Imaginative projections

Block believes there are only so many quality companies that are ready to go public in a year compared to the sheer number brought forth by SPACs. The short seller has targeted two such companies itself, going after MultiPlan in November and XL Fleet more recently. Muddy Waters called the latter “middle of the fairway SPAC garbage,” alleging that the company has hyped its sales pipeline which may be a lot smaller than it claims. “There is company after company with laughable projections for the future,” Block said in an interview with Activist Insight Shorts.

Quintessential has also found targets in the space, with Akazoo delisted from the Nasdaq in June after the short seller said it had overstated revenue, profits, subscribers, and services.
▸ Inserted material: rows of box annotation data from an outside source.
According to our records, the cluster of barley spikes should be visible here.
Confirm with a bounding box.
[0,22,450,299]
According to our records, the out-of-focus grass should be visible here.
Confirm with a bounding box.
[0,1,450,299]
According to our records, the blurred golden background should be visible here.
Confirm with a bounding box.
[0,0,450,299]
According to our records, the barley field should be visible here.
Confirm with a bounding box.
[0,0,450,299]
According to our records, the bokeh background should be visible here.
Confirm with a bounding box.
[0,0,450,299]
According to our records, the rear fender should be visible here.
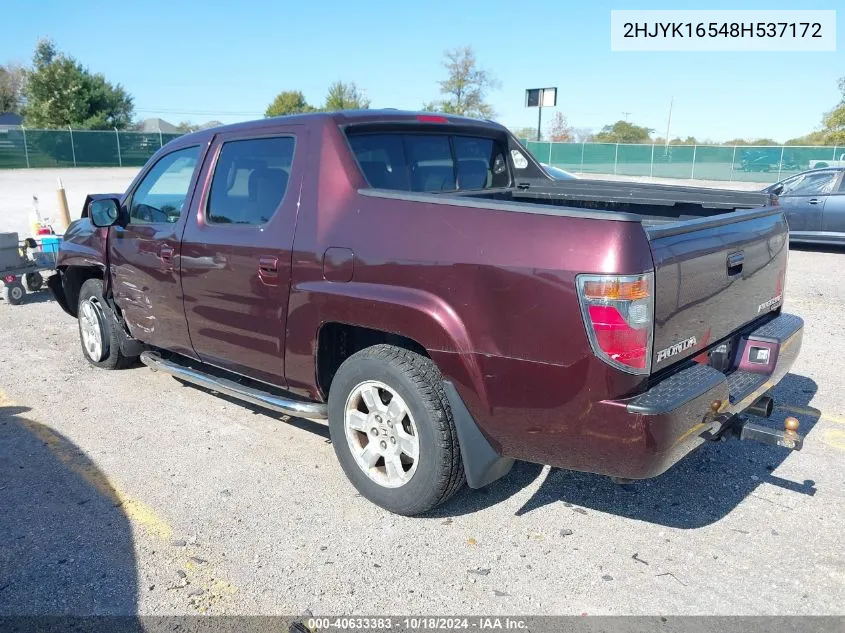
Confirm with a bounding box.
[285,281,486,401]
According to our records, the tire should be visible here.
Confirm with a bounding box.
[76,279,137,369]
[329,345,466,516]
[3,281,26,306]
[24,273,44,292]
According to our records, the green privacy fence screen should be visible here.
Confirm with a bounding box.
[0,128,845,182]
[523,141,845,182]
[0,128,180,169]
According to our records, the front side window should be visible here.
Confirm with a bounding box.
[129,146,200,224]
[206,136,296,225]
[349,133,510,191]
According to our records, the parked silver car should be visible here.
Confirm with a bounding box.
[763,167,845,245]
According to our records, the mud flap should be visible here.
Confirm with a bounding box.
[47,272,76,317]
[443,380,514,488]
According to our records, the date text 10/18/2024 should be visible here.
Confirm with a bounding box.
[306,616,528,631]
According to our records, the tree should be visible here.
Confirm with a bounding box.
[595,120,654,143]
[822,77,845,145]
[0,64,24,114]
[323,81,370,112]
[511,127,537,141]
[264,90,315,117]
[423,46,499,119]
[23,40,134,130]
[722,138,779,145]
[548,112,575,143]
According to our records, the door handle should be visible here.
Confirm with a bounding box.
[258,257,279,286]
[258,257,279,273]
[728,251,745,277]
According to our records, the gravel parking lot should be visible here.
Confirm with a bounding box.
[0,170,845,615]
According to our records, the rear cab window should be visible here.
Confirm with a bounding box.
[205,136,296,226]
[348,129,511,192]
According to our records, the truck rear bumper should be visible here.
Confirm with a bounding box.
[585,314,804,479]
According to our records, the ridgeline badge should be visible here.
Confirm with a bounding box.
[657,336,698,363]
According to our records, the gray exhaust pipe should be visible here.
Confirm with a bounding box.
[743,396,775,418]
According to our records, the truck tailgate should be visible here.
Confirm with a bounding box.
[646,206,789,373]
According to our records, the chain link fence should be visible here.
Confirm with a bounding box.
[523,141,845,182]
[0,128,845,182]
[0,128,180,169]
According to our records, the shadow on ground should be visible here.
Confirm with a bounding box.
[431,374,818,529]
[789,242,845,253]
[0,290,55,309]
[0,406,137,624]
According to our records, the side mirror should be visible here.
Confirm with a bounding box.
[88,198,120,228]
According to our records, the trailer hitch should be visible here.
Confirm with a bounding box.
[731,417,804,451]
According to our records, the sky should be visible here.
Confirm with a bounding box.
[0,0,845,141]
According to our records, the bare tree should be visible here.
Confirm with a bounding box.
[425,46,499,119]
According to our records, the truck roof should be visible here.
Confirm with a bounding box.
[179,108,505,144]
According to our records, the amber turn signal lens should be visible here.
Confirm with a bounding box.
[584,278,651,301]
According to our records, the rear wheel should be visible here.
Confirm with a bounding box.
[76,279,137,369]
[329,345,465,516]
[3,281,26,306]
[24,273,44,292]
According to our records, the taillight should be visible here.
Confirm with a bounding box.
[577,272,654,374]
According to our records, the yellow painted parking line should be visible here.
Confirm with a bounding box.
[0,391,173,541]
[822,429,845,451]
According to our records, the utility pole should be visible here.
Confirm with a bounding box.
[666,96,675,147]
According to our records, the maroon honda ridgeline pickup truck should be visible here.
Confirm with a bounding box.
[51,110,803,515]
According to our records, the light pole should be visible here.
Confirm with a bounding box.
[525,88,557,141]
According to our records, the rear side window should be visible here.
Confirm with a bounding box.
[206,136,296,225]
[349,133,510,191]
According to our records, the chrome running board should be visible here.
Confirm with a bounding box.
[141,352,328,420]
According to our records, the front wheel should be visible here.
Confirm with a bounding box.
[76,279,136,369]
[329,345,465,516]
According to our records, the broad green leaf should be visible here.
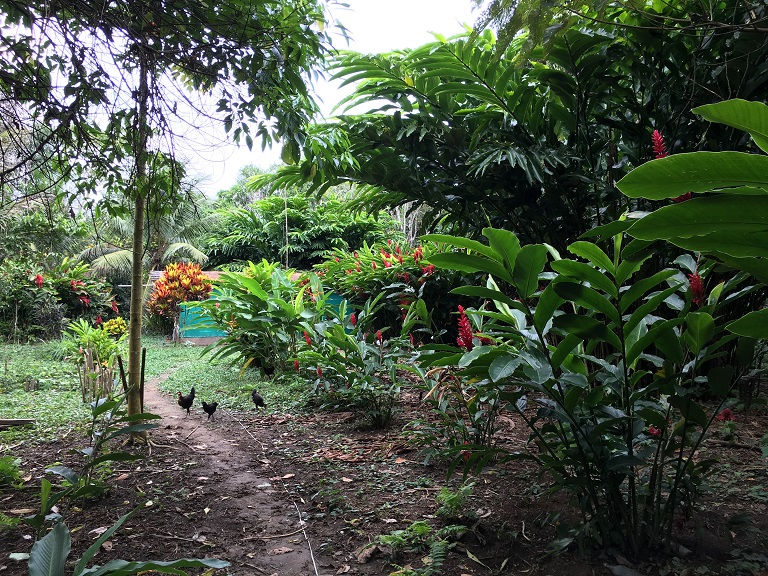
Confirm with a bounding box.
[725,308,768,339]
[683,312,715,354]
[550,334,581,368]
[451,286,525,311]
[555,282,620,324]
[429,252,514,284]
[616,152,768,200]
[626,319,683,365]
[619,270,677,314]
[512,244,548,299]
[533,280,565,333]
[553,314,621,350]
[483,228,520,270]
[421,234,503,262]
[668,395,709,427]
[707,365,735,396]
[568,242,616,276]
[29,522,72,576]
[692,98,768,153]
[550,260,618,298]
[488,354,522,382]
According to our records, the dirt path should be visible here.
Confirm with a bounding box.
[144,376,333,576]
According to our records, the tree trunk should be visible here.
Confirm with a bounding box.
[126,37,150,440]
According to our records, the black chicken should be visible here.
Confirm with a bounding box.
[251,388,267,410]
[203,400,219,420]
[176,386,195,418]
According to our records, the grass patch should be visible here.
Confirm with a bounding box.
[0,336,309,444]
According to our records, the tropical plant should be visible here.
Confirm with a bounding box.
[204,193,396,270]
[25,395,160,540]
[147,262,213,342]
[29,507,229,576]
[0,0,343,424]
[315,239,472,343]
[200,260,327,371]
[298,294,423,428]
[78,187,216,282]
[617,99,768,338]
[258,2,768,251]
[424,228,752,553]
[62,319,125,402]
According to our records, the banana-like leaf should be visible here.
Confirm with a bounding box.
[616,152,768,200]
[29,522,72,576]
[683,312,715,354]
[568,241,615,276]
[692,98,768,153]
[504,244,548,298]
[726,308,768,339]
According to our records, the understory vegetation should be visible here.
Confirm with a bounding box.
[0,0,768,576]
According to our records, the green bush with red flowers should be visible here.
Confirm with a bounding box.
[315,240,480,341]
[0,258,118,342]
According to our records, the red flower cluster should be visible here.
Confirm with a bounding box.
[651,130,667,160]
[456,305,474,352]
[715,408,736,422]
[688,272,707,306]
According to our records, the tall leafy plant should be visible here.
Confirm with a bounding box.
[617,99,768,338]
[200,260,326,372]
[425,228,742,553]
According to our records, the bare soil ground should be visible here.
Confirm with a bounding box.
[0,374,768,576]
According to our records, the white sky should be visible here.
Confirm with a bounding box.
[188,0,478,197]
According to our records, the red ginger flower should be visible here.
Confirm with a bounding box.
[688,272,707,306]
[715,408,736,422]
[456,305,474,352]
[651,130,667,160]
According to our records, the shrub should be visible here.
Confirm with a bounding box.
[200,260,326,372]
[315,240,480,341]
[147,262,213,341]
[424,228,760,553]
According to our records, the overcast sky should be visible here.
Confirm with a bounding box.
[190,0,477,197]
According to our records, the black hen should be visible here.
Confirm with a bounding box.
[176,386,195,418]
[203,400,219,420]
[251,388,267,410]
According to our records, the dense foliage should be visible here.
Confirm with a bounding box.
[204,193,397,270]
[257,1,768,250]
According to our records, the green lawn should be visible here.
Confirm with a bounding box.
[0,337,309,446]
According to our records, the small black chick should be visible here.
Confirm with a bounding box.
[203,400,219,420]
[251,388,267,410]
[176,386,195,418]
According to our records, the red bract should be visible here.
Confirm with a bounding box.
[715,408,736,422]
[651,130,667,160]
[456,306,474,352]
[688,272,707,306]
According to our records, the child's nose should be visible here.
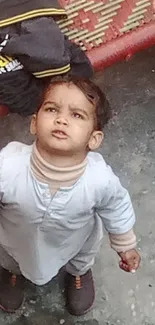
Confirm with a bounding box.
[55,116,68,125]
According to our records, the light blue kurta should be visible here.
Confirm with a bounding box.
[0,142,135,285]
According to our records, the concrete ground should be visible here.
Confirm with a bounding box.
[0,48,155,325]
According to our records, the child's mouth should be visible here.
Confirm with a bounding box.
[52,130,68,139]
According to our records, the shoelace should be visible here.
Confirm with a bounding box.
[11,274,17,287]
[75,276,82,290]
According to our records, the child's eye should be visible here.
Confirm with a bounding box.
[73,113,83,120]
[45,107,57,113]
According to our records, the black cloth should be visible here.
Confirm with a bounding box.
[0,0,93,116]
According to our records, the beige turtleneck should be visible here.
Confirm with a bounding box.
[31,143,87,193]
[31,143,136,252]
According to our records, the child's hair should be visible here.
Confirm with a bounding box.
[38,75,111,130]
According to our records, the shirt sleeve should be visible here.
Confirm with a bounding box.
[96,166,135,235]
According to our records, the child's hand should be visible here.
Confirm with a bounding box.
[118,249,141,273]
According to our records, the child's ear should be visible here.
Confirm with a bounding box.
[88,131,104,150]
[30,114,37,135]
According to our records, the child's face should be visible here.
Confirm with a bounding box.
[31,83,103,154]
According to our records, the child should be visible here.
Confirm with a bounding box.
[0,77,140,315]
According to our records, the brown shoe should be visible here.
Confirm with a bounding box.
[66,270,95,316]
[0,269,25,313]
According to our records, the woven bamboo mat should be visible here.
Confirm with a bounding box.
[58,0,155,51]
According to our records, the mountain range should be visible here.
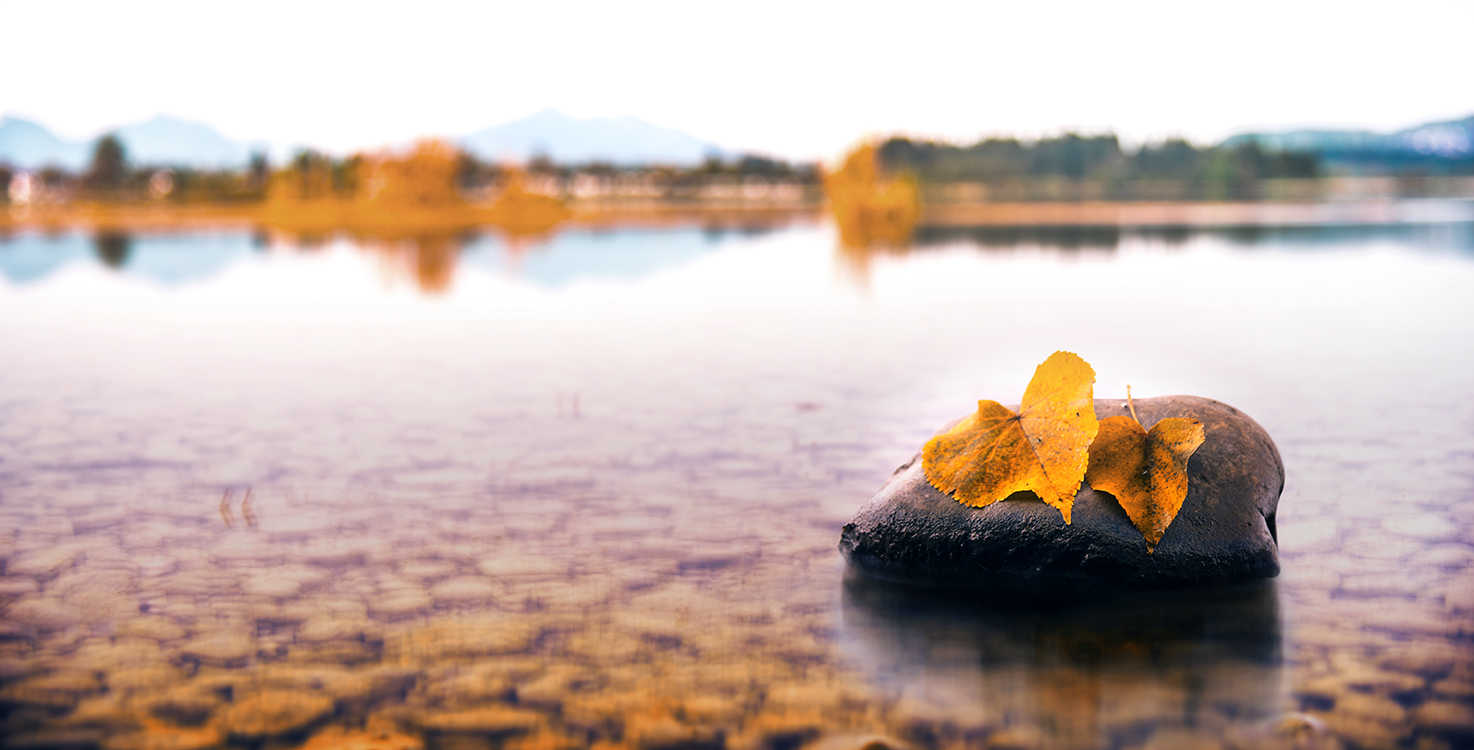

Its sponsor, Modern Media Acquisition, later said it had been defrauded by Akazoo’s former management. Clover Health also recently found itself the subject of a shareholder lawsuit alleging securities fraud after Hindenburg Research said the company had failed to disclose a U.S. Department of Justice investigation. Clover Health was taken public by Chamath Palihapitiya, who has been labeled the “king of SPACs” for taking more than a dozen companies public via this route.

While Quintessential’s Gabriel Grego admitted not all SPACs are bad, the short seller told Activist Insight Shorts that the space provides a source of ideas for new short bets. Grego explained that although SPACs allow companies to go public quickly, easily and cheaply, these same reasons also attract those who want to game the system.

The short seller noted that while SPACs attract fraudulent companies, that is not the biggest problem. In the frothy market we are currently experiencing, investors are not being as careful as they should about fundamentals, Grego added, warning that they will get burned if they do not carry out due diligence. “The market is very meritocratic,” he said. “If investors do their homework, they usually get rewarded with nice profits but those who don’t and buy on a whim or just follow the herd eventually get punished.”